Com a espantosa participação de nove longas-metragens (mais três curtas), o cinema brasileiro viu na Berlinale deste ano um reconhecimento que a sua grande e diversificada produção já merecia há uns bons anos. Segundo os diretores que assinaram o manifesto contra o governo atual lido por Marcelo Gomes, foi precisamente há 14 anos – quando a nova política de financiamento do Ancine começou a ser implementada.
Os resultados seguiram-se logo, revelando um cinema de extrema maleabilidade, que tanto colabora com o experimental e arriscado quanto com o acessível com qualidade. Depois de destruída pelo ultraliberalismo do governo Collor e de uma travessia no deserto ao longo dos anos 1990, a sétima arte tupiniquim voltou.

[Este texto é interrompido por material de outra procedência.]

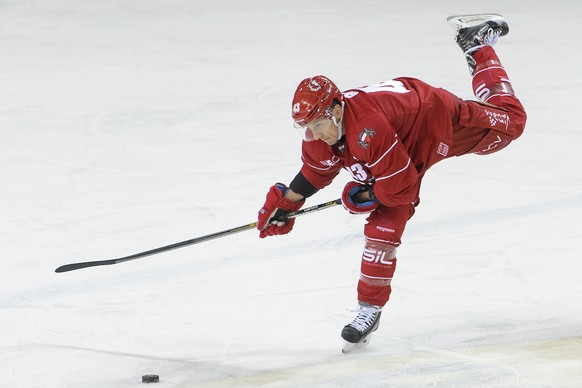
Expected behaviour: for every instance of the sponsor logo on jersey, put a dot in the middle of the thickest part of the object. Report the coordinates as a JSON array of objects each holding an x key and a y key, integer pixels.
[
  {"x": 365, "y": 137},
  {"x": 314, "y": 86},
  {"x": 330, "y": 162},
  {"x": 496, "y": 118},
  {"x": 386, "y": 230}
]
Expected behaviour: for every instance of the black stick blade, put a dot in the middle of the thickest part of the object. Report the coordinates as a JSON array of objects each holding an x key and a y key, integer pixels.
[{"x": 87, "y": 264}]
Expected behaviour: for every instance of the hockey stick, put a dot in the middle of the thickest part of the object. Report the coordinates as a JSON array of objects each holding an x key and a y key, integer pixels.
[{"x": 197, "y": 240}]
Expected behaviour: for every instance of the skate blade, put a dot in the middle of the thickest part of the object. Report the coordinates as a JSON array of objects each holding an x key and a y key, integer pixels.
[
  {"x": 459, "y": 21},
  {"x": 350, "y": 346}
]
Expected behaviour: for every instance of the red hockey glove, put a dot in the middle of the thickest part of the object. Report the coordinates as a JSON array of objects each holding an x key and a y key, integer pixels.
[
  {"x": 277, "y": 206},
  {"x": 351, "y": 201}
]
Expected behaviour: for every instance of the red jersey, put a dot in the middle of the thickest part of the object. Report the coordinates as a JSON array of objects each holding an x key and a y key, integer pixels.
[{"x": 393, "y": 132}]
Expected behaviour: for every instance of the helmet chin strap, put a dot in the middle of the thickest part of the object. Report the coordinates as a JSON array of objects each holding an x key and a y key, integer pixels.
[{"x": 339, "y": 123}]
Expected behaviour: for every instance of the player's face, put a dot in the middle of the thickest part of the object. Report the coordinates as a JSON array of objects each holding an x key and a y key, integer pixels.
[{"x": 322, "y": 128}]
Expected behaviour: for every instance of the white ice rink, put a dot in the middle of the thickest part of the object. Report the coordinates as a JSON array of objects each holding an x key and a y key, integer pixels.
[{"x": 130, "y": 124}]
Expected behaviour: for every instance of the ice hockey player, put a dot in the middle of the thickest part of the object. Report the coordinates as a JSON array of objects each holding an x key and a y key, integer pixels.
[{"x": 387, "y": 136}]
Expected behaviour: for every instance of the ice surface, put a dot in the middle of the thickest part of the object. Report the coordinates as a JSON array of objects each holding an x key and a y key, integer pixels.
[{"x": 130, "y": 124}]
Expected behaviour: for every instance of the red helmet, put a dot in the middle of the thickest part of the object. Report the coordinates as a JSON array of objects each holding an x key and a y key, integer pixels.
[{"x": 313, "y": 98}]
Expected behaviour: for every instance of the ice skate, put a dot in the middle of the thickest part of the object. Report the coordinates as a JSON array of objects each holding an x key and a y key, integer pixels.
[
  {"x": 476, "y": 31},
  {"x": 358, "y": 333}
]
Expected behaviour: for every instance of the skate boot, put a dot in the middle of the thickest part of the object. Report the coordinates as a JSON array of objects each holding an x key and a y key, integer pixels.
[
  {"x": 358, "y": 332},
  {"x": 476, "y": 31}
]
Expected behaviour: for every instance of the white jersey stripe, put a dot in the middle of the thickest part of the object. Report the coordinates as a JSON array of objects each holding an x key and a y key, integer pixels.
[{"x": 317, "y": 168}]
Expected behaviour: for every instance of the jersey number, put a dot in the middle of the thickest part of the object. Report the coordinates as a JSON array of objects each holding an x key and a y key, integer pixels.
[{"x": 386, "y": 86}]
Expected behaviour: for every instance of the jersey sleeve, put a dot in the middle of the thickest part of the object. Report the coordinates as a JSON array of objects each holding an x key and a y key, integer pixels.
[
  {"x": 397, "y": 181},
  {"x": 320, "y": 166}
]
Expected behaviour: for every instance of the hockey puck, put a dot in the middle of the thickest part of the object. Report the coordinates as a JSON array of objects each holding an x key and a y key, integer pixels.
[{"x": 150, "y": 379}]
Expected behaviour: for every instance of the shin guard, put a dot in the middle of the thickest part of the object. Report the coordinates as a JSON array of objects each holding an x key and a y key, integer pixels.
[{"x": 377, "y": 268}]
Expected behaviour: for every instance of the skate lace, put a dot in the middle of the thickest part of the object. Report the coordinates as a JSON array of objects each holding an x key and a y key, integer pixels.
[
  {"x": 365, "y": 318},
  {"x": 491, "y": 38}
]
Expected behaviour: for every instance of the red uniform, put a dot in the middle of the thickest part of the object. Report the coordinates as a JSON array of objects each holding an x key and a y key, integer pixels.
[{"x": 393, "y": 133}]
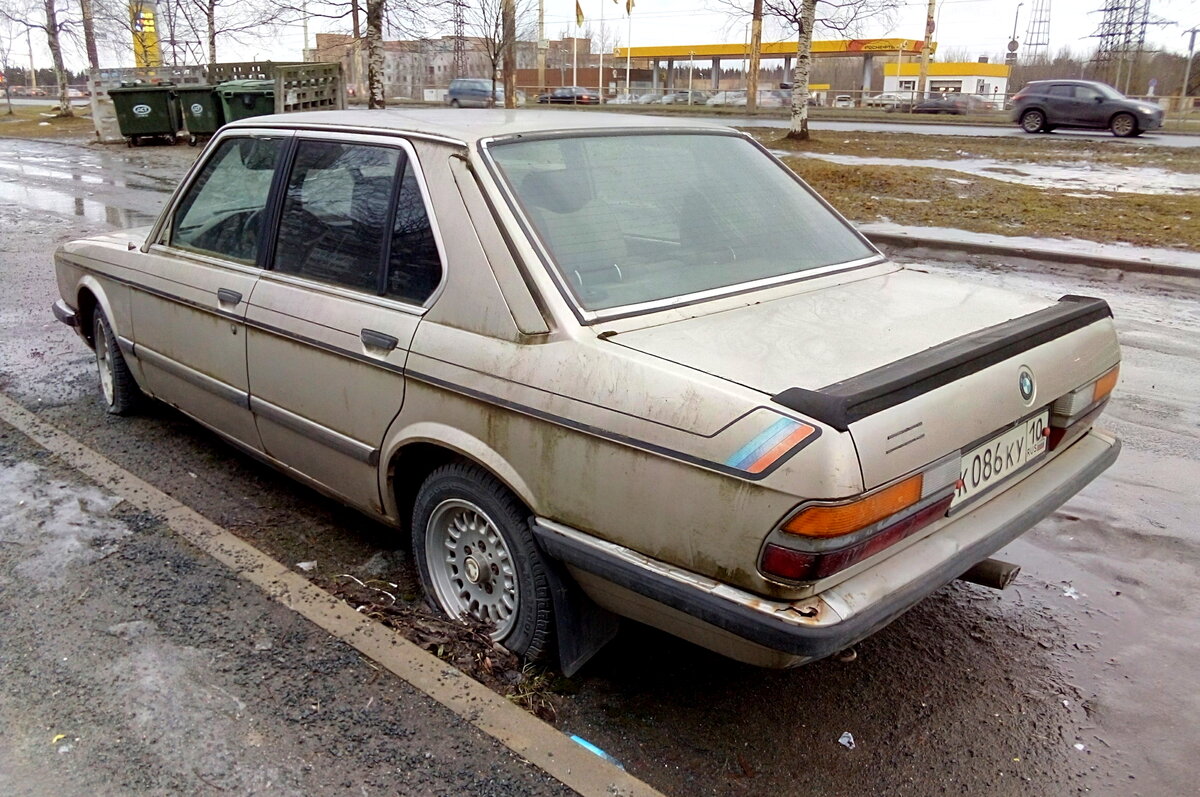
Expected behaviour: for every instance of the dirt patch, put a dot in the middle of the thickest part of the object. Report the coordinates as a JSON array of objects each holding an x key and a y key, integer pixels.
[
  {"x": 927, "y": 197},
  {"x": 1031, "y": 149},
  {"x": 39, "y": 121}
]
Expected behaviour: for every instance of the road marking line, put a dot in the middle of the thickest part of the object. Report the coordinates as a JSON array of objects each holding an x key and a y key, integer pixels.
[{"x": 529, "y": 737}]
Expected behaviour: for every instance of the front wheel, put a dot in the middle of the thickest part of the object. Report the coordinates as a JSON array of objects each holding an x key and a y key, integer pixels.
[
  {"x": 118, "y": 390},
  {"x": 1123, "y": 125},
  {"x": 478, "y": 558},
  {"x": 1033, "y": 121}
]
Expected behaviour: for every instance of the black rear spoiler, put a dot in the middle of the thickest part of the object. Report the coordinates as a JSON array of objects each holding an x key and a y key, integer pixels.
[{"x": 850, "y": 400}]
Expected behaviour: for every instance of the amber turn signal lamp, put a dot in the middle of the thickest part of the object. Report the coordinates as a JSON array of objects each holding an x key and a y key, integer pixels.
[
  {"x": 845, "y": 519},
  {"x": 1104, "y": 384}
]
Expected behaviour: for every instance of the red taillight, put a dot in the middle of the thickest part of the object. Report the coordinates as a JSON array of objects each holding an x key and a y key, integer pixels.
[{"x": 809, "y": 565}]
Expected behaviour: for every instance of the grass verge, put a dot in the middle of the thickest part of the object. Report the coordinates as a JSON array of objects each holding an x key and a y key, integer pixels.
[
  {"x": 39, "y": 121},
  {"x": 1020, "y": 149},
  {"x": 933, "y": 197}
]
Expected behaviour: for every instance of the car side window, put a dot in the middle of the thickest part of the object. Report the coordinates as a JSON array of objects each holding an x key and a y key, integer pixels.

E floresceu: neste início do século XXI, redescobriu a conexão com o público, ainda que muito longe do merecido, asfixiado por um sistema de distribuição pouco favorável. Ao mesmo tempo, os grandes festivais nacionais e internacionais voltaram a ser ocupados por projetos de qualidade. Neste momento, num Brasil politicamente atormentado e de futuro incerto, todas essas conquistas podem estar em risco.
Virtuosismos estéticos
O filme presente na competição principal foi Joaquim. O longa-metragem de Marcelo Gomes usa de câmera na mão e um cuidado nos figurinos e sets para mostrar um rude e sujo Brasil oitocentista. É lá que se movimenta um dos mitos duradouros da história do Brasil – o do alferes especialista em arrancar dentes, Joaquim José da Silva Xavier, que passou à história como Tiradentes e teve a sua cabeça arrancada por conspiração contra a Coroa. Um grande desempenho de Júlio Machado aprimora o retrato.
Também Vazante se debruçou sobre o Brasil colonial. Entre os dois filmes existem algumas intersecções temáticas: o poder senhorial, a escravatura, a relação social de violência. O registro estilístico, no entanto, é outro: no trabalho de Daniela Thomas, o preto-e-branco, o rigor da direção de arte e do uso dos sons servem para um comentário mais plástico da época.
Paisagens e rigor estético também estão em Rifle, o mais arthouse dos trabalhos brasileiros e único representante da seção Fórum, a mais experimental. A obra mergulha na paisagem sulista para um conto de medo e violência de uma região de fronteira.
Poesia e sensibilidade
Um dos momentos mais poéticos deu-se com No Intenso Agora, de João Moreira Salles, que partiu de memórias pessoais para propor uma complexa representação dos movimentos revolucionários (mais especificamente os de 1968) e o desvanecimento dos ímpetos renovadores no quotidiano. A narrativa utiliza-se ainda de imagens amadoras, muitas de autoria desconhecida, e poesia filosófica em voz off. Como Nossos Pais, de Laís Bodanzky, por seu lado, trouxe um drama familiar mais acessível e emocional, com uma eficiente narrativa à base de planos fechados.
Qualidade extraordinária
Já Pendular, de Júlia Murat, um drama intimista que radiografa a vida afetiva, sexual e profissional de dois artistas – enclausurados num único cenário – recebeu o prêmio da crítica oferecido pelo júri da FIPRESCI na seção Panorama – com a justificativa do filme oferecer “uma extraordinária qualidade visual e a sua força narrativa que resulta num retrato acurado de dois artistas contemporâneos. A expressão de uma moderna e arrojada coreografia das relações humanas na história se conectam à perfeição com a sua estética e com a dramática originalidade do filme”.
Amadurecimentos
A seção Generations é direcionada ao público mais jovem, o que nada tem a ver com a dieta magra de ideias e propostas direcionada a ele pelo cinema mainstream. Mulher do Pai, de Cristiane Oliveira, por exemplo, traz um filme adulto e sério – tratando de um difícil processo de amadurecimento de uma adolescente nos confins do pampa gaúcho. O tema é tratado de forma não tão tensa, mas não menos vibrante, em As Duas Irenes, de Fábio Meira, enquanto Não Devore Meu Coração, de Felipe Bittencourt, traz um comentário social de pano de fundo.